How the HashiCorp Stack Integrates with Kubernetes
Mar 29, 2021
In this video, HashiCorp co-founder and CTO Armon Dadgar will show where each HashiCorp product fits into the Kubernetes ecosystem.
- Armon DadgarCo-founder & CTO, HashiCorp
What does a Kubernetes cluster—and multiple clusters—look like when they're used in conjunction with HashiCorp tools? You get a much smoother experience in many ways using:
- HashiCorp Terraform for cluster creation and management as code
- HashiCorp Vault for more robust and safe secrets management
- HashiCorp Consul for multi-cluster service discovery and service mesh.
See HashiCorp co-founder and CTO Armon Dadgar draw out this architecture in this whiteboard video.
Today, I want to spend a little bit of time talking about HashiCorp tools in the context of using Kubernetes. I think we often get asked across the whole portfolio of HashiCorp tools, how are they meant to be used?
Are they used in conjunction with Kubernetes? Does it make sense to use them if there's some of that functionality that's already built into the Kubernetes platform? Where did the different edges and use cases of the tools belong? I thought we'd spend a little bit of time talking across the whole HashiCorp portfolio and where the different tools fit in alongside Kubernetes.
I think it makes sense to start to think about it through the lifecycle of managing a Kubernetes cluster. If we think about a Kubernetes cluster — it generally comes in maybe two different flavors. One flavor is a cloud-managed solution — think GKE, AKS, EKS. These are solutions where a cloud vendor is providing the Kubernetes cluster for us in a fully managed configuration.
Using Terraform To Define a Cluster
In a mode like that, one of the first problems we have is how do we define that cluster and stand it up? Oftentimes, this is where Terraform is used. Terraform can be used in what I'll call the southbound setting of Kubernetes — southbound in the sense that it's the operator's responsibility. We're setting up a Kubernetes cluster that's going to be used — let's say — by an application team or a separate team internal to the company.

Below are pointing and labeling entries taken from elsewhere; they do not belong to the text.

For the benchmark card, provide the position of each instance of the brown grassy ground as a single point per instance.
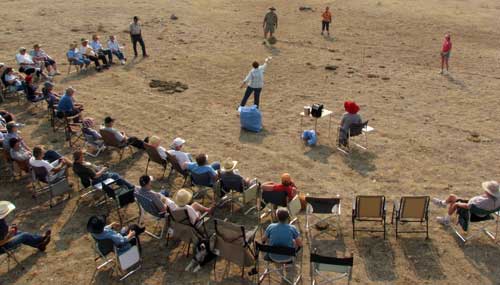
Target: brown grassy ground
(422, 120)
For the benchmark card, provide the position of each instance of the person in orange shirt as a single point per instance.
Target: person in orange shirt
(327, 19)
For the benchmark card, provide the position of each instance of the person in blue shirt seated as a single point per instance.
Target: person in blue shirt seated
(282, 234)
(201, 166)
(67, 105)
(76, 57)
(123, 240)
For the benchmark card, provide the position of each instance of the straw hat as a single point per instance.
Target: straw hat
(492, 188)
(5, 208)
(183, 197)
(229, 165)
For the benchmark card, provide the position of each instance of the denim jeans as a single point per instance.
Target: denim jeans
(256, 96)
(119, 54)
(32, 240)
(115, 176)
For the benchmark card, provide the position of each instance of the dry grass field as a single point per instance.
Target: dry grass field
(387, 53)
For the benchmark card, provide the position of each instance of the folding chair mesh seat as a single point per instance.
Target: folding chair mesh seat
(322, 211)
(146, 205)
(176, 167)
(154, 156)
(234, 243)
(126, 263)
(323, 264)
(272, 200)
(411, 210)
(475, 221)
(280, 268)
(110, 141)
(371, 209)
(183, 229)
(56, 187)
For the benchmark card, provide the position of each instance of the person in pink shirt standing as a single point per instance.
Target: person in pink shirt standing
(445, 53)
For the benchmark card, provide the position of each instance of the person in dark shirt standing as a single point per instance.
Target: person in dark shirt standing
(11, 237)
(135, 31)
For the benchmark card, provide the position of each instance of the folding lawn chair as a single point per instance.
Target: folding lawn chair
(234, 244)
(322, 211)
(292, 262)
(411, 210)
(475, 221)
(146, 205)
(322, 265)
(42, 183)
(370, 209)
(154, 156)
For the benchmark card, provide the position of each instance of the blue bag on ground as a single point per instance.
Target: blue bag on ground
(251, 118)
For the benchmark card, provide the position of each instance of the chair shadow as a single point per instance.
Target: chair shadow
(483, 256)
(254, 138)
(319, 153)
(423, 258)
(360, 161)
(378, 257)
(18, 272)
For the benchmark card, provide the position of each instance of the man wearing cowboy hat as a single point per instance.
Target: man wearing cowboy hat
(270, 23)
(10, 236)
(488, 201)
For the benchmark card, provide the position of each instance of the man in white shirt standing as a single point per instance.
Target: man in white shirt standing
(255, 82)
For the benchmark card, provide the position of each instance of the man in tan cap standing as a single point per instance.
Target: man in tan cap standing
(488, 201)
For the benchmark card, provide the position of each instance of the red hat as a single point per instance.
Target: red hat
(351, 107)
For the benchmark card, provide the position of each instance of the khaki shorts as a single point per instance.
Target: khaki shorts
(269, 28)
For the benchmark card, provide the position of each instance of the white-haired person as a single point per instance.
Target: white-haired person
(488, 201)
(116, 49)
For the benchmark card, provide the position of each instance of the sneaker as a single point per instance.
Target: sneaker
(439, 203)
(443, 220)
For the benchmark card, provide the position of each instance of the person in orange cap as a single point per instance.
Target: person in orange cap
(287, 185)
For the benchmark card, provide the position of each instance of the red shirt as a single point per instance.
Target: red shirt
(290, 190)
(446, 46)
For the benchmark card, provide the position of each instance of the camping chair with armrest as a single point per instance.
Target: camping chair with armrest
(234, 244)
(42, 183)
(146, 205)
(368, 209)
(154, 156)
(237, 193)
(203, 183)
(475, 221)
(411, 209)
(272, 201)
(125, 263)
(9, 252)
(322, 212)
(110, 141)
(293, 262)
(183, 229)
(176, 168)
(321, 265)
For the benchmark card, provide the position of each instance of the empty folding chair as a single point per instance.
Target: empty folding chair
(411, 210)
(289, 263)
(234, 244)
(146, 205)
(110, 141)
(368, 209)
(322, 265)
(183, 229)
(125, 263)
(322, 212)
(154, 156)
(43, 183)
(474, 221)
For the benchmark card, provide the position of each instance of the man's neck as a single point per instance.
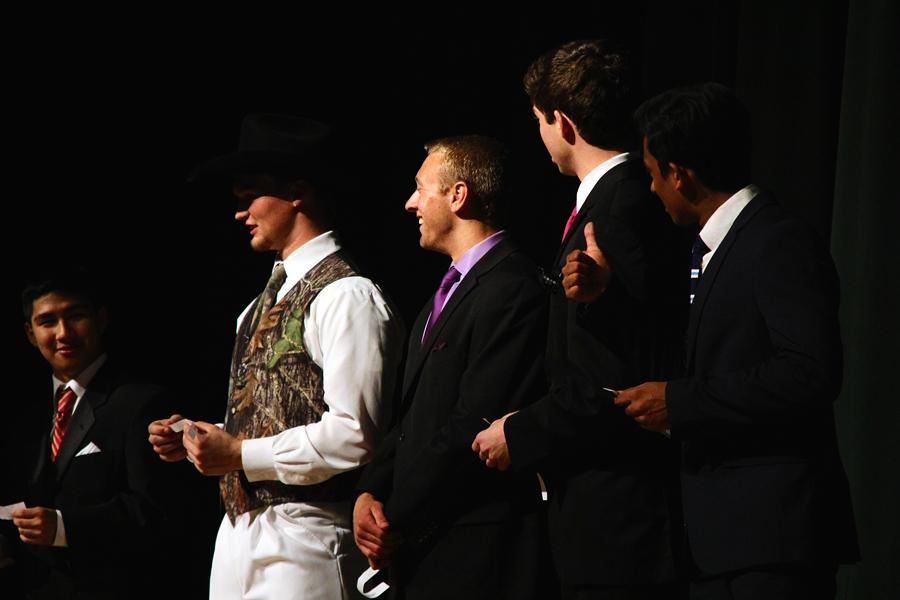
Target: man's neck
(300, 236)
(710, 203)
(468, 236)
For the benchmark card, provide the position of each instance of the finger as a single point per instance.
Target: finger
(379, 516)
(204, 427)
(180, 454)
(163, 441)
(622, 399)
(635, 408)
(369, 537)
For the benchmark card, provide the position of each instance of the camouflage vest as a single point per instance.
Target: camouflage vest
(275, 386)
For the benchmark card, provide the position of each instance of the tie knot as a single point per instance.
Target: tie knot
(279, 275)
(700, 247)
(450, 277)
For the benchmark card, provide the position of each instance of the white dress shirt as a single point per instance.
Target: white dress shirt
(720, 222)
(352, 333)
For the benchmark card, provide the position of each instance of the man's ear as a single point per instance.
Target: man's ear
(459, 196)
(299, 192)
(102, 319)
(567, 128)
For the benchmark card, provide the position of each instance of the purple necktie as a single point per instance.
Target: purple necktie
(440, 296)
(570, 221)
(697, 253)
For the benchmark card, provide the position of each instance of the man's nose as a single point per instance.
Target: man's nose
(63, 329)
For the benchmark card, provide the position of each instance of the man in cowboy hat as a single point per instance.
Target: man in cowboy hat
(315, 356)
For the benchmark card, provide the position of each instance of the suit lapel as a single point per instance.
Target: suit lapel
(416, 351)
(707, 280)
(82, 420)
(598, 196)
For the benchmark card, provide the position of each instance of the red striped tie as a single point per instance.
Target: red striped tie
(62, 417)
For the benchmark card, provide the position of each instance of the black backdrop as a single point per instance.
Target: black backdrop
(101, 132)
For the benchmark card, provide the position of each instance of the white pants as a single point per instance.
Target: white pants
(291, 551)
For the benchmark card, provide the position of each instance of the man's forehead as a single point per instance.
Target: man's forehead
(55, 302)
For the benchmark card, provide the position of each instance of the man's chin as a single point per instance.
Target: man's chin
(259, 244)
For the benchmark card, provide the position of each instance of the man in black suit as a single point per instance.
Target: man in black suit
(611, 498)
(448, 527)
(93, 511)
(766, 501)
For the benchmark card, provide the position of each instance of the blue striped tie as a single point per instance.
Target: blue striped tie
(697, 253)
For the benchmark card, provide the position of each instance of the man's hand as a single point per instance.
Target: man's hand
(586, 273)
(370, 531)
(165, 442)
(36, 525)
(213, 451)
(647, 404)
(490, 445)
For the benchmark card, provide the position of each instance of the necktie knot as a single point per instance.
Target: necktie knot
(65, 396)
(440, 297)
(569, 221)
(450, 277)
(277, 279)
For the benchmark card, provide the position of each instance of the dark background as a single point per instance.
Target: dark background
(101, 134)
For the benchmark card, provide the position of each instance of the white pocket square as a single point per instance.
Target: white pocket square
(91, 448)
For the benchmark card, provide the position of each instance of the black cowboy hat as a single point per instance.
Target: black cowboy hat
(273, 144)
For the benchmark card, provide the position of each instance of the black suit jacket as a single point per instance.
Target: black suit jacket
(762, 479)
(613, 511)
(471, 532)
(112, 502)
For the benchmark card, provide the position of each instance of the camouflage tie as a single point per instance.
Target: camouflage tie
(233, 496)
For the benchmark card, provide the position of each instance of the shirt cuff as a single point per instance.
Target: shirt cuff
(60, 539)
(258, 459)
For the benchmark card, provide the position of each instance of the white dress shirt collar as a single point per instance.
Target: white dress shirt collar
(300, 261)
(591, 179)
(719, 224)
(80, 383)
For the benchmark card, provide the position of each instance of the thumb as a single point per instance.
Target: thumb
(378, 515)
(592, 249)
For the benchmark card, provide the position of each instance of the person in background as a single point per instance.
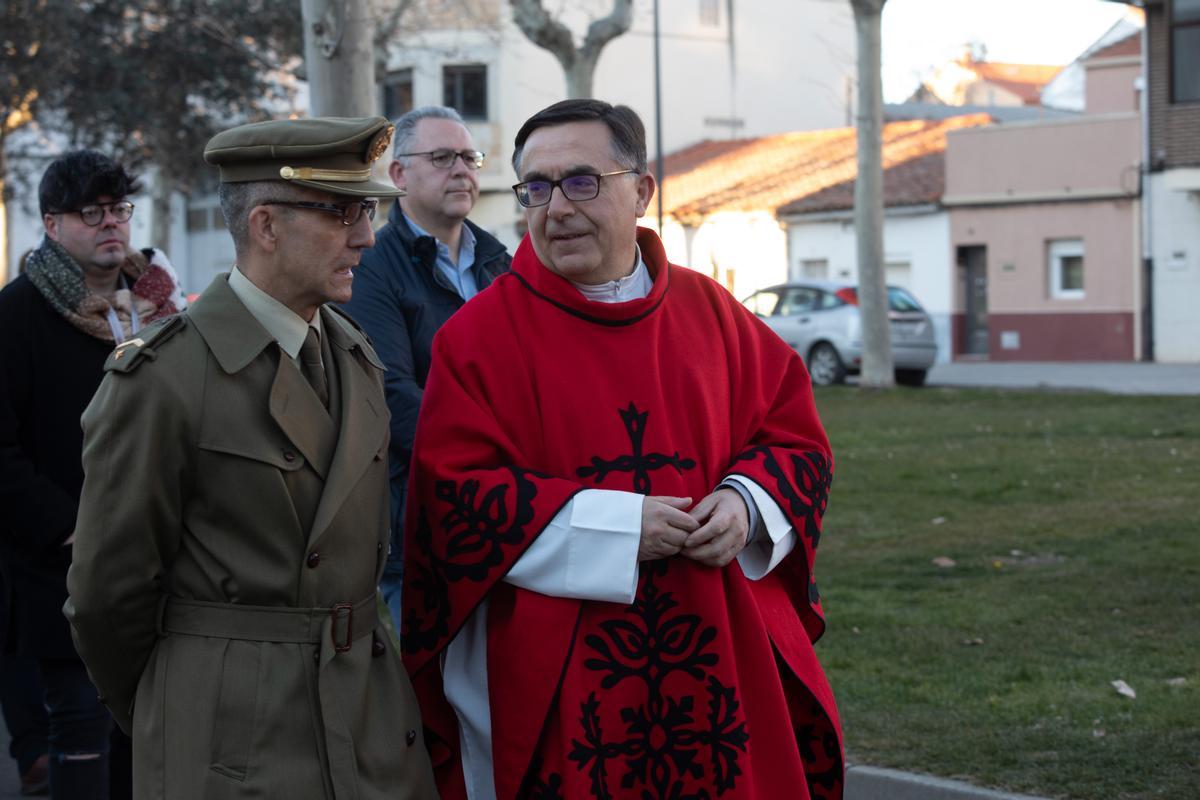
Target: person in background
(427, 262)
(83, 292)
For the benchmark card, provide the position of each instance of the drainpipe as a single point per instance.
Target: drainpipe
(1147, 245)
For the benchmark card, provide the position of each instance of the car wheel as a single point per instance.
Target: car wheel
(825, 365)
(911, 377)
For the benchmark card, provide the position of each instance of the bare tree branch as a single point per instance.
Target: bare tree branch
(579, 64)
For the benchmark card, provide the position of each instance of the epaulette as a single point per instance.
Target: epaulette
(367, 344)
(127, 355)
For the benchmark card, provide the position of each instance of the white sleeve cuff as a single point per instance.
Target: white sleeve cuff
(588, 551)
(763, 554)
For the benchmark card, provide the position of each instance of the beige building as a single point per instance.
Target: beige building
(1045, 228)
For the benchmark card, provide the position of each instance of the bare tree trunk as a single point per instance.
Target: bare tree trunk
(339, 46)
(579, 64)
(873, 293)
(9, 262)
(160, 228)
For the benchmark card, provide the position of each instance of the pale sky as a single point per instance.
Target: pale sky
(921, 34)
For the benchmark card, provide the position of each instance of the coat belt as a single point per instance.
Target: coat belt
(343, 623)
(333, 630)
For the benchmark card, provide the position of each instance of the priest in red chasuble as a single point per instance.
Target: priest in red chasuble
(617, 492)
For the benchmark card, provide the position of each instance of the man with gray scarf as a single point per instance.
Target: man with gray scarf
(84, 290)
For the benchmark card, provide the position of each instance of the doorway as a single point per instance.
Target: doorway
(972, 260)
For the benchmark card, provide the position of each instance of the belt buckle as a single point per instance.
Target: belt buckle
(336, 615)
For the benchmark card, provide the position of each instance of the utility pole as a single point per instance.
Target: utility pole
(873, 293)
(339, 52)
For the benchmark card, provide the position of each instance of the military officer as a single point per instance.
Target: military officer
(234, 515)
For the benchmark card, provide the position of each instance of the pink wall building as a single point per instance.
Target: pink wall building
(1045, 230)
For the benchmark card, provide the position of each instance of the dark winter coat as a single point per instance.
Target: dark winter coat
(48, 372)
(401, 300)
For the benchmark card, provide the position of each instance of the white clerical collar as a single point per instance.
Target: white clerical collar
(634, 286)
(285, 325)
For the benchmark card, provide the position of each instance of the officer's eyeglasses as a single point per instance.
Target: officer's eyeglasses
(93, 215)
(444, 158)
(574, 187)
(351, 212)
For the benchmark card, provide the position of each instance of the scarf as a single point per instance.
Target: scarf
(149, 292)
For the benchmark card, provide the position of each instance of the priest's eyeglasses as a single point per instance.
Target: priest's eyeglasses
(94, 215)
(575, 187)
(351, 212)
(444, 158)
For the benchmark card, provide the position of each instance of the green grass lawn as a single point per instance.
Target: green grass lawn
(1073, 522)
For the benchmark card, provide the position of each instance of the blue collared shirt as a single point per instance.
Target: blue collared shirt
(460, 275)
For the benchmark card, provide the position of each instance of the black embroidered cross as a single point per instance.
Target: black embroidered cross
(639, 463)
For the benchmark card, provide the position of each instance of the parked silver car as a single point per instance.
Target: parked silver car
(821, 320)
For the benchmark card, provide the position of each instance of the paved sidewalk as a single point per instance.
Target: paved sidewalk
(877, 783)
(1119, 378)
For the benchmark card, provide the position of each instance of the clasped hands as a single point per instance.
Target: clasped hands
(713, 531)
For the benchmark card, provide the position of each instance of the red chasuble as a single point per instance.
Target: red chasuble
(707, 685)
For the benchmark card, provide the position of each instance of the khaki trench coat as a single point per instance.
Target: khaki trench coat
(219, 498)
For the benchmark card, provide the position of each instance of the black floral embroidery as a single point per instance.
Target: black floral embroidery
(821, 755)
(665, 741)
(639, 463)
(545, 788)
(477, 530)
(813, 476)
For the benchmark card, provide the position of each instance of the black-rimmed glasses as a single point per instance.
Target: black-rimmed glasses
(93, 215)
(444, 158)
(574, 187)
(351, 212)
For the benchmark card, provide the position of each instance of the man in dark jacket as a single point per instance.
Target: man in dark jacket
(83, 290)
(427, 262)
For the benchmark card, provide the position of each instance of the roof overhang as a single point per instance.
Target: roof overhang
(847, 215)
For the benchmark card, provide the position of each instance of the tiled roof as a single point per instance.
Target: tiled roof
(815, 169)
(1023, 79)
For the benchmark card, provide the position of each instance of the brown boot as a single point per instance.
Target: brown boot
(36, 779)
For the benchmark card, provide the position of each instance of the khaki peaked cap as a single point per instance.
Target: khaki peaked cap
(333, 154)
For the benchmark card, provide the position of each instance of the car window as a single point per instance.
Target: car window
(762, 302)
(900, 300)
(797, 301)
(828, 300)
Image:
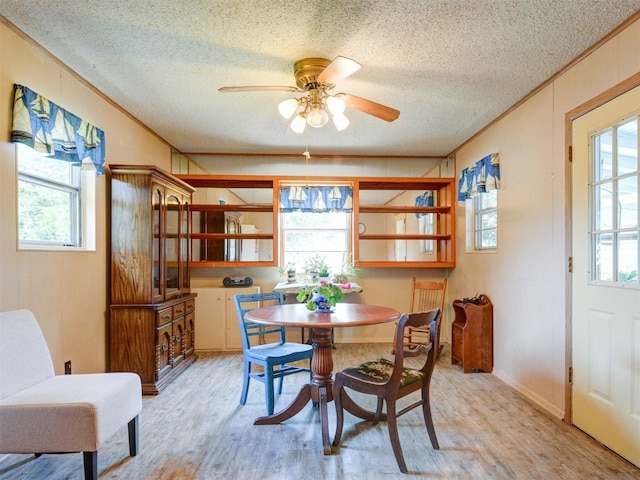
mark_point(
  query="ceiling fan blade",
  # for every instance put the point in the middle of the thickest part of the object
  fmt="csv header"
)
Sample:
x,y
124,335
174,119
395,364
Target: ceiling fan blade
x,y
259,89
339,68
372,108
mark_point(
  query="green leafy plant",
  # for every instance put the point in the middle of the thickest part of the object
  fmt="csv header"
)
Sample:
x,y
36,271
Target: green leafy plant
x,y
316,264
321,293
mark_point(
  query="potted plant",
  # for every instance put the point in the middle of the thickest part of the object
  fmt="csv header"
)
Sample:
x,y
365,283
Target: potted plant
x,y
321,296
290,270
316,266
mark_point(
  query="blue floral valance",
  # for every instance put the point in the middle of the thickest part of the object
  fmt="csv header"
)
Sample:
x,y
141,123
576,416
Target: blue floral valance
x,y
316,199
49,129
424,200
479,178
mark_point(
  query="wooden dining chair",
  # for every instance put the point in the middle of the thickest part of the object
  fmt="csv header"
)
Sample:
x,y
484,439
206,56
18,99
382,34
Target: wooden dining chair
x,y
391,380
425,295
274,357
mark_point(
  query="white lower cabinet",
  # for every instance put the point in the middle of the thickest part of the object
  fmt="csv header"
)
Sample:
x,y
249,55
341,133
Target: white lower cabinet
x,y
217,326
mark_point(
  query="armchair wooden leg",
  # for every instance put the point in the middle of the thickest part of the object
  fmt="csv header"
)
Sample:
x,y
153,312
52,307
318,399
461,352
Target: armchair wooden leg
x,y
392,426
133,436
90,465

On the southbound — in terms of standing up Kubernetes — we use the cloud-specific providers that Terraform has. This could be, for example, the GCP provider. It could be the AWS provider or the Azure provider, etc. — which provide us a resource to define a GKE cluster or an EKS cluster or an AKS cluster, etc. In this sense — on the southbound — we'll use it to stand up and deploy an actual Kubernetes installation.
Another common way that Kubernetes has stood up is self-managed. You're operating it yourself, might be on-premise with something like OpenShift, you might be using the vanilla distribution. In that case, you might be authoring Terraform directly. You're writing Terraform modules or in the case of OpenShift, you're using the OpenShift installer, which leverages Terraform. Here, you're writing a Terraform module — or using one that exists already — but still using it to stand up Terraform on the southbound.
Using Terraform To Configure a Cluster
Now we have a Kubernetes cluster. Before we hand it to our application teams, the next challenge is a bunch of setup we might want to do on that cluster. This might be things like defining namespaces, defining policy, defining quotas, things like that.
I'll call this the cluster setup, if you will. We're not quite yet at deploying applications, but it's that more policy-level governance type things we want to do.
At this level, we can also use the Terraform Kubernetes provider. There's a Terraform Kubernetes provider that allows us to specify things like namespaces, quotas, different policies, etc. As an operations team, we might still use Terraform — using maybe a module that defines how we want to configure our cluster when we stand it up and use that — to set it up.
Using Terraform To Define The Workload
Now at this point, we're ready for our applications to land on the cluster. We've stood it up, we've configured it, we have the policy in place. When we want to define an actual workload — Application 1 and Application 2, that's running on top of this cluster — there's a bunch of different choices of tooling that exists here.
We might define a workload through a YAML file and directly use the Kubernetes CLI tools like kubectl to apply and create these things, defining a deployment and the other objects we might need. It might be that this application is already packaged up as a Helm package — so we're using Helm to deploy and install this. There are a variety of different ways.
Our philosophy comes down to, we want to capture all of this as code. We really don't want to have people directly creating things through a UI or doing it through a CLI. Then we don't have a source of truth.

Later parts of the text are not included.